Synthesis of g-C3N4/BiOI/BiOBr heterostructures for efficient visible-light-induced photocatalytic and antibacterial activity

Visible-light-driven g-C3N4/BiOI/BiOBr composite photocatalysts were successfully synthesized by a facile deposition precipitation method. The as-prepared samples have been characterized by X-ray diffraction (XRD), X-ray photoelectron spectroscopy (XPS), field emission scanning electron microscopy (FESEM), transmission electron microscopy (TEM) and ultraviolet-visible absorption spectroscopy (UV-vis). The photocatalytic experiments indicate that the g-C3N4/BiOI/BiOBr composites possess enhanced photocatalytic activity towards the degradation of methyl orange (MO), and killing Escherichia coli.

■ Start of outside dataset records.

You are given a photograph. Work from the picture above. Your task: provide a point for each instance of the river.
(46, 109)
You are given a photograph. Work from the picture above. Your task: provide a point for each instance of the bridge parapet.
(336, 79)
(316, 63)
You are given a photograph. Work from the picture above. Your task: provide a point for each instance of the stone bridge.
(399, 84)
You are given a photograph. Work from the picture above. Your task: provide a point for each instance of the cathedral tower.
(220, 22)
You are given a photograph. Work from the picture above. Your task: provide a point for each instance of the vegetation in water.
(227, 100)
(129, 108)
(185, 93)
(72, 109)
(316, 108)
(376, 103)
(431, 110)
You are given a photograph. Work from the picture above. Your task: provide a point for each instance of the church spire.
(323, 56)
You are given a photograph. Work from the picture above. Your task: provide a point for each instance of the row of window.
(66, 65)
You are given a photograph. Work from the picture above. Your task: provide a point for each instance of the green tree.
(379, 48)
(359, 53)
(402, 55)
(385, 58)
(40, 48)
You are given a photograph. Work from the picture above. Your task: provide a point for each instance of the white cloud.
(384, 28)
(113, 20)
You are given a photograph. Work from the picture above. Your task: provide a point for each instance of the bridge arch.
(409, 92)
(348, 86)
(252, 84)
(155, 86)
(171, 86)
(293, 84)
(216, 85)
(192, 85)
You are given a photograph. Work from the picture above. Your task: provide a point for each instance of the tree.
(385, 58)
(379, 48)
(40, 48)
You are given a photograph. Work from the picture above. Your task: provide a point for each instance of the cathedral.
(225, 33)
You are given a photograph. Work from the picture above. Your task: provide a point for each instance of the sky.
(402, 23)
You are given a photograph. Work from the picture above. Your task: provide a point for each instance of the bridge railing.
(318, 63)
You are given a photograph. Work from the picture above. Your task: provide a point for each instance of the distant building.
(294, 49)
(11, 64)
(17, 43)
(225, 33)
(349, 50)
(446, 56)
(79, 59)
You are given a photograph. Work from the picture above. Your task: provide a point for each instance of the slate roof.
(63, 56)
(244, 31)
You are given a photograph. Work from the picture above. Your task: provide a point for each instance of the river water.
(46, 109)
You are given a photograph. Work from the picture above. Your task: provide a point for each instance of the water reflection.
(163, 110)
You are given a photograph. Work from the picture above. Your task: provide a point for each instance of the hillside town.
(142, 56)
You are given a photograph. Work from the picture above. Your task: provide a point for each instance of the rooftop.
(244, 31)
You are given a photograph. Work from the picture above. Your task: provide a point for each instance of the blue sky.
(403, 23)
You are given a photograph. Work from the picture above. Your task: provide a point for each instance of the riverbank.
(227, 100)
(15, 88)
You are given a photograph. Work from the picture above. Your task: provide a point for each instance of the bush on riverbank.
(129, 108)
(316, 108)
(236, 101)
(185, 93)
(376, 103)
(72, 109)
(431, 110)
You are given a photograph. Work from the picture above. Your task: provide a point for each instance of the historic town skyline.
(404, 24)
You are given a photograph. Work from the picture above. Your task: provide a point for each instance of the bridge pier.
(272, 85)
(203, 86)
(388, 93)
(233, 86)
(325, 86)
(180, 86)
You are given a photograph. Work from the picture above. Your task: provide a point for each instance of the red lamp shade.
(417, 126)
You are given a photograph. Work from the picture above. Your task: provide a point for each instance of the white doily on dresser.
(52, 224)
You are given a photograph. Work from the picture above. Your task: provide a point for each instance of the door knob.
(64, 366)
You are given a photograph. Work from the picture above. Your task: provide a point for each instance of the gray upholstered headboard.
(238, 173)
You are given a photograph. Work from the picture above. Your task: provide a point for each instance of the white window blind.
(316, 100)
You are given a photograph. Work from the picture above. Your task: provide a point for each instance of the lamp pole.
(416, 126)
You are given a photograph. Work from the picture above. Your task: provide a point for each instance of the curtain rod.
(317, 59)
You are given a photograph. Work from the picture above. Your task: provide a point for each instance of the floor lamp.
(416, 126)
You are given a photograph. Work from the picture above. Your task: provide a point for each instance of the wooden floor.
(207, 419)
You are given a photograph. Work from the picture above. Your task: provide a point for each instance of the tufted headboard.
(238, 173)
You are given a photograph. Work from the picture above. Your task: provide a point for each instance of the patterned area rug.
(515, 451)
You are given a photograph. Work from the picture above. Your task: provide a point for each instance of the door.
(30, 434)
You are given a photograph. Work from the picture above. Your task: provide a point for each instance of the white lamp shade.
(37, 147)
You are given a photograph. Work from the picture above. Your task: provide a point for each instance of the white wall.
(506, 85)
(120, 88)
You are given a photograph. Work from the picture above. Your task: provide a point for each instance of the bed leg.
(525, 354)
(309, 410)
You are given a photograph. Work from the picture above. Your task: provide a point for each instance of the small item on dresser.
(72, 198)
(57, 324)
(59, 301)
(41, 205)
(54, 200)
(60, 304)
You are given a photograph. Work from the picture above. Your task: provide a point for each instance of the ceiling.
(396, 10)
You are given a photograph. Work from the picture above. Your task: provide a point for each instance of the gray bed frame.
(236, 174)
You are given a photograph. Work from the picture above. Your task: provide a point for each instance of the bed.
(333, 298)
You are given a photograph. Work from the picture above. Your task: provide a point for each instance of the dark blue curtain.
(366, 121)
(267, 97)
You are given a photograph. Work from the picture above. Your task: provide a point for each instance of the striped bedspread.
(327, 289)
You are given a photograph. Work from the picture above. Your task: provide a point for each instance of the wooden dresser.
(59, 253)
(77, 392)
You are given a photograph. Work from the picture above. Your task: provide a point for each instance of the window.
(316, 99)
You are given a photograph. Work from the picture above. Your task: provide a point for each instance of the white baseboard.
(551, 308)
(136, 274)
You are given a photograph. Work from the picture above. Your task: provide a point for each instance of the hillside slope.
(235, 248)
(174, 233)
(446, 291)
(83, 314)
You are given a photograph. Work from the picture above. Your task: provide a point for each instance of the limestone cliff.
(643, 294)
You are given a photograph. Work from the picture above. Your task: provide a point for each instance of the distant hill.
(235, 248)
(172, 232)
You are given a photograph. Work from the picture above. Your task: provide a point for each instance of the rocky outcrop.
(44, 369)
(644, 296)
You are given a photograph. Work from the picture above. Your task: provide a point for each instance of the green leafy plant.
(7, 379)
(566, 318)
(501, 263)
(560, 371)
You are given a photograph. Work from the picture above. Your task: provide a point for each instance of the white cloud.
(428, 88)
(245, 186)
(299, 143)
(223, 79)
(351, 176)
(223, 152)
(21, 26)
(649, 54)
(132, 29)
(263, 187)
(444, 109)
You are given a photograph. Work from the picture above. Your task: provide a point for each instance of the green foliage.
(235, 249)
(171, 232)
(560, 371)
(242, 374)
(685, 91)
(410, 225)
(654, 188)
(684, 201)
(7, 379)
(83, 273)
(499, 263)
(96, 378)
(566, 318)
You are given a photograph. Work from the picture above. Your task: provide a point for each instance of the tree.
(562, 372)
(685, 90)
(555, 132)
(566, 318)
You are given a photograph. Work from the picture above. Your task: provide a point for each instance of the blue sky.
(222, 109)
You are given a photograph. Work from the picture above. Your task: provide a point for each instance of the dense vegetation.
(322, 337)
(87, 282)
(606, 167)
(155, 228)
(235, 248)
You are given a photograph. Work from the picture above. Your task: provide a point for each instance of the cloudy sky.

Photoluminescence (PL) spectra reveal that the introduction of g-C3N4 could efficiently promote the separation efficiency of photo-induced charge carriers in the composites. The radical trapping experiment and ESR analysis confirmed that the active species center dot O-2 (-), h(+) and center dot OH are the reactive oxygen species in the photocatalytic process. Our results suggest that the g-C3N4/BiOI/BiOBr composite photocatalysts can be used in water treatment of degrading the organic pollutants and killing the water bacteria at the same time.